He had been standing up for himself, his family and his forefathers. No one deserved to say that word, that ugly, six-lettered word.

And no one deserved to do what they'd done to his family.

George stared up at the nightmarish scene. His wife and his daughters were strung up in the tree outside their home, flesh and wood scorched from what he knew to be a horrible hate crime, cleverly disguised as their so-called Frontier Justice.

He was beyond words. A storm rolled inside him, flashing lightning anger and raining unfathomable anguish.

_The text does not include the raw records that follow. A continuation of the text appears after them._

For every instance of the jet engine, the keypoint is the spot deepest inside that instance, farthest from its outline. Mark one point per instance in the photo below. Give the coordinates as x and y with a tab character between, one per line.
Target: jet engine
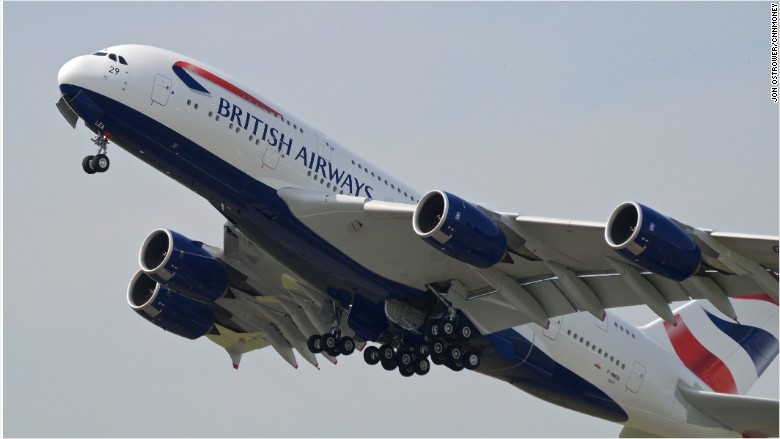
183	265
168	310
459	229
652	241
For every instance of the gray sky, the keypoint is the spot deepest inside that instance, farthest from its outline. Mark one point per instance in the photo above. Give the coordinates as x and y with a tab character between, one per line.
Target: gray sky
551	109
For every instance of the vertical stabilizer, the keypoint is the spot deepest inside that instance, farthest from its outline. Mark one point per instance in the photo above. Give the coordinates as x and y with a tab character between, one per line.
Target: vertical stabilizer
726	354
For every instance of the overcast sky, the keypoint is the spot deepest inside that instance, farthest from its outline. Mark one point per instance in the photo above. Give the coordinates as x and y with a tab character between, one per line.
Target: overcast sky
550	109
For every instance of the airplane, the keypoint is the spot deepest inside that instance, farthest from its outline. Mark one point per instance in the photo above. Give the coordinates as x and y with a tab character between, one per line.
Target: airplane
325	253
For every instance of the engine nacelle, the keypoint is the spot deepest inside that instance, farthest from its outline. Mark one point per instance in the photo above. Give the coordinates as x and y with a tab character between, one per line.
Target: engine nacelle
459	229
167	309
653	241
183	265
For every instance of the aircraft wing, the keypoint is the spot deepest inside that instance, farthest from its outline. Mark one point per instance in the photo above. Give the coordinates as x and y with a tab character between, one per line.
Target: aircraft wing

Never again would he know the smile of his lover's warm, brown eyes, never again hear the laughter of his girls as they played outside with their dolls. They had been stolen from him by the true thief in this whole mess and a posse of other cowards hiding behind a sham that the rest of the town would turn a blind eye to.

He couldn't turn a blind eye, though. The warm, slowly-rising tears kept his vision clear before it turned malevolent and red.

Before he knew it, he had returned to his smithy and his sledgehammer was in hand. It felt his painful anger and pulsed back its own as though it were a living creature, equally outraged at the loss of its family. Just like that, he felt the affirmation he needed to carry out his own Frontier Justice, and he took the hammer along to help him do it.

The three posse members were still there when George kicked in the front door of the drunkard's house, and the homeowner was the first to go. The man grabbed his victim by the front of his shirt. The sledgehammer nailed him right between the eyes, making blood projectile out in all directions as the force knocked him to the floor.

That was where the real hollering began, as the other three men jumped away from their liquor. It didn't sway George in his rampage; he continued on like a bull, grabbing one man and using his sledgehammer to rip off another assailant's jaw. As that one fell to the ground, gagging on his blood, the third man stared in horror at his friend's wildly-lashing tongue.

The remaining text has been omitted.